Animations

Hello.
I am performing some research in Materials Science and am in need of some help. I have a list of about 50 files, each with a column of some 1500 numbers. The numbers in the files pertain to x coordinates for locations of molecules for a number of different rows. A simple example is given below:

1
2
3
4
1.1
2.3
3.1
4.5
1.3
2.4
3.6
4.6

In this example, there are four molecules and three rows. In row one, the four molecules have coordinates 1,2,3,4; in row two, 1.1, 2.3, 3.1, 4.5 and so on for row three. This is obviously much simplified, but this is the basic idea. In all, I have 53 of these files, with 30 rows and 50 molecules (x coordinates). These 53 files represent different timesteps for the material. Is there a way to have OpenGL plot these coordinates and then animate them through the 53 timesteps? Any help would be appreciated (I’m just getting started with OpenGL).

Thank you,
Manus

Sure its possible. I don’t know what these quantities represent (displacement, activity, coercivity, etc.) but they are seemingly scalars. So you could easily use OpenGL to draw a grid of color coded tiles and vary the color of each tile over time. Then again, this might be easier to do in Maple or Mathematica.

Howdy,

as an aside, have you heard of a program called Visual Molecular Dynamics? (not too sure about the Dynamics part, but it’s called VMD at least It’s some visualisation software to look at molecules. I don’t use it myself, but I’ve helped set it up on our SGI VR suite so the chemists can play with it. Just thought you might be interested to know…

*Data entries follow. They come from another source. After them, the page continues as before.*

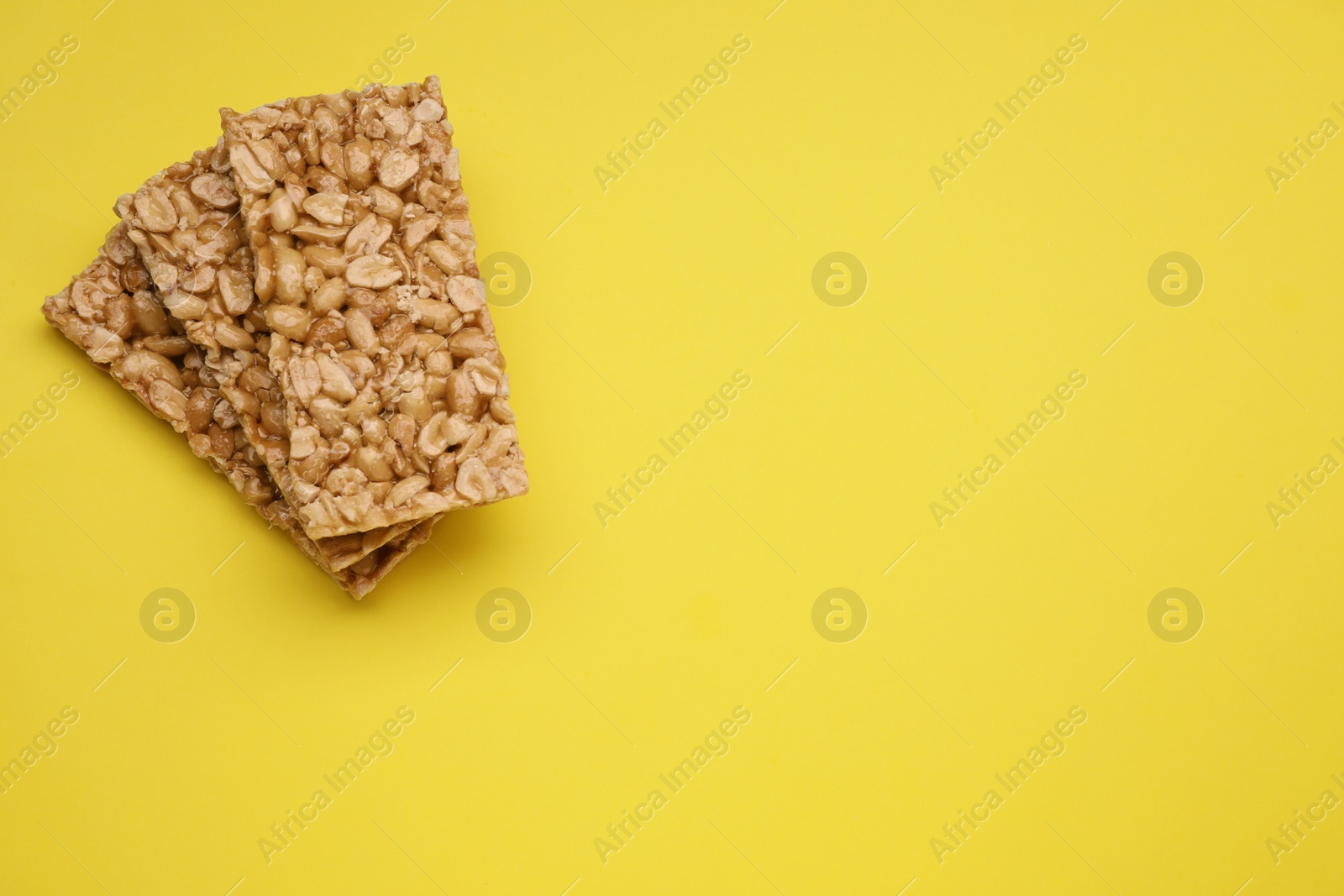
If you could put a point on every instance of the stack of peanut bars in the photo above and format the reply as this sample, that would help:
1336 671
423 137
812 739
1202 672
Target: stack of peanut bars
302 302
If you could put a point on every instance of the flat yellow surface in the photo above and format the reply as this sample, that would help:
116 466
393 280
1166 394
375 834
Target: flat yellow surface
1003 625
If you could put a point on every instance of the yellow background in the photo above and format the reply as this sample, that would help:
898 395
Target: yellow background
651 631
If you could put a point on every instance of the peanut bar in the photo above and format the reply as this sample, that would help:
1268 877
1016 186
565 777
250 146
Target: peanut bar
111 313
394 391
185 224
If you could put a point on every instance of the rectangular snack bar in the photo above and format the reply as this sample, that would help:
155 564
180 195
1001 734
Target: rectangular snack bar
185 224
396 398
111 313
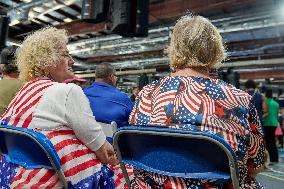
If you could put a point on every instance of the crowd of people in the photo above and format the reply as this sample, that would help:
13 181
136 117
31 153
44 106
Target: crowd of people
49 100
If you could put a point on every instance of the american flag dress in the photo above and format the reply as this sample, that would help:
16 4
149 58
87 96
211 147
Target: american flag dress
80 166
203 104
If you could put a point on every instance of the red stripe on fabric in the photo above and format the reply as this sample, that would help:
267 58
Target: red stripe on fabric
27 121
145 110
61 132
28 179
175 182
65 143
18 117
81 167
189 104
15 99
166 100
29 98
43 179
21 96
75 154
118 179
52 184
19 176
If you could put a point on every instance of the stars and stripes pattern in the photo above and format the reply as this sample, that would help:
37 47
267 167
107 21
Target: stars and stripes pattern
79 164
208 104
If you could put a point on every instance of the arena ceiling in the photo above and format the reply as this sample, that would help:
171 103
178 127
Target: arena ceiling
253 31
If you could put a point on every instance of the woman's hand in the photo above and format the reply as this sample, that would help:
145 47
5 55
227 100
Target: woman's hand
106 154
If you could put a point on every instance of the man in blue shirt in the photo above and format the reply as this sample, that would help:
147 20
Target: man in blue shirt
107 102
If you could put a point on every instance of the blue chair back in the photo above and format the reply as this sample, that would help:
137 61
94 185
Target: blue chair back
29 149
176 153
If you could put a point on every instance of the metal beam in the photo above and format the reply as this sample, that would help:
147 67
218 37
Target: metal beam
80 27
127 72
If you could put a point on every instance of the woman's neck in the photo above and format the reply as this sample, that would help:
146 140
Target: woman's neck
200 72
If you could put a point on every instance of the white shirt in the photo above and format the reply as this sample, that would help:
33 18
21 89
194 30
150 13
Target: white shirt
65 105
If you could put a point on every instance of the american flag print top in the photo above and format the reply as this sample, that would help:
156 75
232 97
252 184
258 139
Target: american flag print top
203 104
80 166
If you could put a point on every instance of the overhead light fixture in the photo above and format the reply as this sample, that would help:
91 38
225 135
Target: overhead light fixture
14 22
67 20
282 10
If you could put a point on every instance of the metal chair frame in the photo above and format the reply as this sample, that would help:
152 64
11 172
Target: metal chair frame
177 133
41 142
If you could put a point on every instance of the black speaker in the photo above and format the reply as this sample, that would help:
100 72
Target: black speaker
120 17
143 81
142 18
94 10
4 25
129 18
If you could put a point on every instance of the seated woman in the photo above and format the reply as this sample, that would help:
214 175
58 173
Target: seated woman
59 111
190 99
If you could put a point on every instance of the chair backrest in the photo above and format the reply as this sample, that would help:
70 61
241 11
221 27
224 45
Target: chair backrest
29 149
109 129
177 153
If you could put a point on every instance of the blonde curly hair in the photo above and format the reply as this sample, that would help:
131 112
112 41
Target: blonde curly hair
195 42
38 51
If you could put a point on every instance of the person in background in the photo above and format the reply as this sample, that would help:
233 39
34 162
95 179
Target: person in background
270 125
134 94
190 99
10 84
62 113
107 102
76 80
258 99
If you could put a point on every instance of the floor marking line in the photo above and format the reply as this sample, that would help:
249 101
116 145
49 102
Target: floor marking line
277 178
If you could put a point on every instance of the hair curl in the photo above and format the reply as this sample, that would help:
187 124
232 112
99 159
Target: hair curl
38 51
195 42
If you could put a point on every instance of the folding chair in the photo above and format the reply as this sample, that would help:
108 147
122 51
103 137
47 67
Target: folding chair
29 149
109 130
176 153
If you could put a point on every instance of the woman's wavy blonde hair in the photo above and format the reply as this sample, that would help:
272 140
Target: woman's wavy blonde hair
38 51
195 42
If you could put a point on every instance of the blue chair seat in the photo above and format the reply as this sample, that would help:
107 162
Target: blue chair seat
176 153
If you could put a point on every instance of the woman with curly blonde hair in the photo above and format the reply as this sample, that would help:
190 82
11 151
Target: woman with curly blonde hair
190 99
61 112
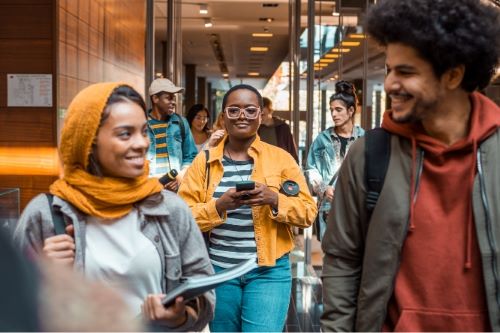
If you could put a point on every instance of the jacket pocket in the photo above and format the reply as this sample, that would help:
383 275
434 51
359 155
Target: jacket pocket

Annnd… to answer your question…

I’m not too sure about the coloured tile theory. From what I gather, all he has is x-coordinates… ie. the position of the molecule over time in one dimension. I gather he’s got a second, static dimension (ie. the number of rows). this to me suggests nothing more complicated than a bar graph.

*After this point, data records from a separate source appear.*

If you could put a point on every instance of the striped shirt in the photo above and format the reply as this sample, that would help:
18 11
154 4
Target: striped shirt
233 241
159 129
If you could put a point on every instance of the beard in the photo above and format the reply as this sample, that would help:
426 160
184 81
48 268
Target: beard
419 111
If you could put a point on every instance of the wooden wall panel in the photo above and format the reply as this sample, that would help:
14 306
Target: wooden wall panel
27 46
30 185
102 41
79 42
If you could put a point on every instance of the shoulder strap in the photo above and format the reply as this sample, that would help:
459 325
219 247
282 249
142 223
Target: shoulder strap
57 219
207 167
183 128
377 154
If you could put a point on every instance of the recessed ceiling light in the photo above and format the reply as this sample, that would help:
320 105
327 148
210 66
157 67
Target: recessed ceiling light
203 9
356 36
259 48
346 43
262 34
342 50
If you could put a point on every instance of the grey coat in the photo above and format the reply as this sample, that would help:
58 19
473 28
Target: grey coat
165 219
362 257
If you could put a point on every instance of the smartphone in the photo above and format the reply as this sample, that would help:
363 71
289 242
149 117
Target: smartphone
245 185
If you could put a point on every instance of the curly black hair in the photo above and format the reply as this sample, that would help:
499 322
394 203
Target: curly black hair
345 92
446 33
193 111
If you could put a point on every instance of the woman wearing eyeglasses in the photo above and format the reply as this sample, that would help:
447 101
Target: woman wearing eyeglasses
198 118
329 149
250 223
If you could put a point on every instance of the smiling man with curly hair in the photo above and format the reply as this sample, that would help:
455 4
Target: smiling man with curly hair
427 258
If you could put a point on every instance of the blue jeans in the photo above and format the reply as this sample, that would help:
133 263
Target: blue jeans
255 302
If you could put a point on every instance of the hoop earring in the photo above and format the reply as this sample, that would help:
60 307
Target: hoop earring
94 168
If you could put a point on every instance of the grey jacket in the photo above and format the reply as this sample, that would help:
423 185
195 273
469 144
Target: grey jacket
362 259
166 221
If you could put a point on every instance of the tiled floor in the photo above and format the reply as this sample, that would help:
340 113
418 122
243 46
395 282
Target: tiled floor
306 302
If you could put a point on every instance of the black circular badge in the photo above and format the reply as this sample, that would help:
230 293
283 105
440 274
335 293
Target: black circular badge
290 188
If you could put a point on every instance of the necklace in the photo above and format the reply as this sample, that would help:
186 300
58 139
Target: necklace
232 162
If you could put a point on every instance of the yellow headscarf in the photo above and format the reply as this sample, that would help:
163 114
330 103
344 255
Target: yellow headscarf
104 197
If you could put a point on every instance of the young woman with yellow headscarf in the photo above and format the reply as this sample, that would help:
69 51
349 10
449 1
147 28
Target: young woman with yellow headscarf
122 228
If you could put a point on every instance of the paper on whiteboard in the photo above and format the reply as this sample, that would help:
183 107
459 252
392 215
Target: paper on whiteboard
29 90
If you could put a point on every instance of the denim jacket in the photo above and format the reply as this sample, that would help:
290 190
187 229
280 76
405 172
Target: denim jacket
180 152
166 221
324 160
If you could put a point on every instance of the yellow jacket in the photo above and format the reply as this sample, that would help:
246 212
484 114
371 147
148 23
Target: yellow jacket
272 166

ie. if you have your dataset encoded like

GLfloat molecules[col][row][time];

then you know the x position for molecule col in row row at time time.
In your example,

molecules[0][0][0]=1;
molecules[1][0][0]=2;
molecules[2][0][0]=3;

molecules[0][1][0]=1.1;
molecules[1][1][0]=2.3;

molecules[3][2][0]=4.6;

where the last index is effectively the file number.

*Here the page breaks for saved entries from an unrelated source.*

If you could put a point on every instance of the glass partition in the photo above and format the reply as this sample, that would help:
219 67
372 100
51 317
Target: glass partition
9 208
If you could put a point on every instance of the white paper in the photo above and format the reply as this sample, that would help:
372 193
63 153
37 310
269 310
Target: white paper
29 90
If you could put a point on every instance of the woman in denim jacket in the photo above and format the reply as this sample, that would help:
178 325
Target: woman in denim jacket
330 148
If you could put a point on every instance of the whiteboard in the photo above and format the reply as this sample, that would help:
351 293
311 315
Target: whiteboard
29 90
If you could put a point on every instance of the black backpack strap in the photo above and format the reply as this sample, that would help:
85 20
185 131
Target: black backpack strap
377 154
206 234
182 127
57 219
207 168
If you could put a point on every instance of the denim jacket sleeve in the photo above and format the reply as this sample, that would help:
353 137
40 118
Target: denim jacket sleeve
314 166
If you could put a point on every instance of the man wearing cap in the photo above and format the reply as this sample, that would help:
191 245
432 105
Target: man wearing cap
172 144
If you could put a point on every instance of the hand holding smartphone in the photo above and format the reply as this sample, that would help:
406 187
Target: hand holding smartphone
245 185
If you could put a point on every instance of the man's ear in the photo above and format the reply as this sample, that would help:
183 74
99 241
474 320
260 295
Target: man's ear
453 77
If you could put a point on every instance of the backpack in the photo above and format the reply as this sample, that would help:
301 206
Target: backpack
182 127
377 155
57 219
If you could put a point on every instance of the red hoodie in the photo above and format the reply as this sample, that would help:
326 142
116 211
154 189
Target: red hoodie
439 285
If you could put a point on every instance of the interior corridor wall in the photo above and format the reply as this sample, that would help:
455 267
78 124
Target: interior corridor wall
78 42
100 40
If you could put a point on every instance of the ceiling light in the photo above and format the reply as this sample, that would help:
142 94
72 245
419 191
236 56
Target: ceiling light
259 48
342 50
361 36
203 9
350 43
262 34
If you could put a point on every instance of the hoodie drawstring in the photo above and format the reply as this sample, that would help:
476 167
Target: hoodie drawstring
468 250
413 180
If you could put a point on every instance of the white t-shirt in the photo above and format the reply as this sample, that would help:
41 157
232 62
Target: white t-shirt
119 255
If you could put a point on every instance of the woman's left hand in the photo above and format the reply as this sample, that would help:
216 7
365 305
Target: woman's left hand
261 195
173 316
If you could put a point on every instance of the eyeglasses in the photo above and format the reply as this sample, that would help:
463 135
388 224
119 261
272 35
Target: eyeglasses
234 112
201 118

Now, if you wanted to plot this data, well… hmm.

for(i=0; i<3; i++) {
for(j=0; j<4; j++) {
glVertex3f(j, i, molecules[j][i][time]);
}
}

or something. hey, i’, just makin’ it up as I go along.

hope this helps!

cheers,
John

I prefer the simplest approach to visualization. Since the data is merely a scalar field, it is easiet to visualize it as a density graph. I used to work with something very similar, simulations of coercivity response of thin films in weak magnetic fields. Where we simulated rows and columns of spin domains within the film over time. And we always called the coercivity (actually a related quantity that was proportional to it) x. So from my line of thought, x does not always mean displacement. But that doesn’t really matter. Either way, density graph, bar graph, or anything else that can represent a set of scalars will do just fine.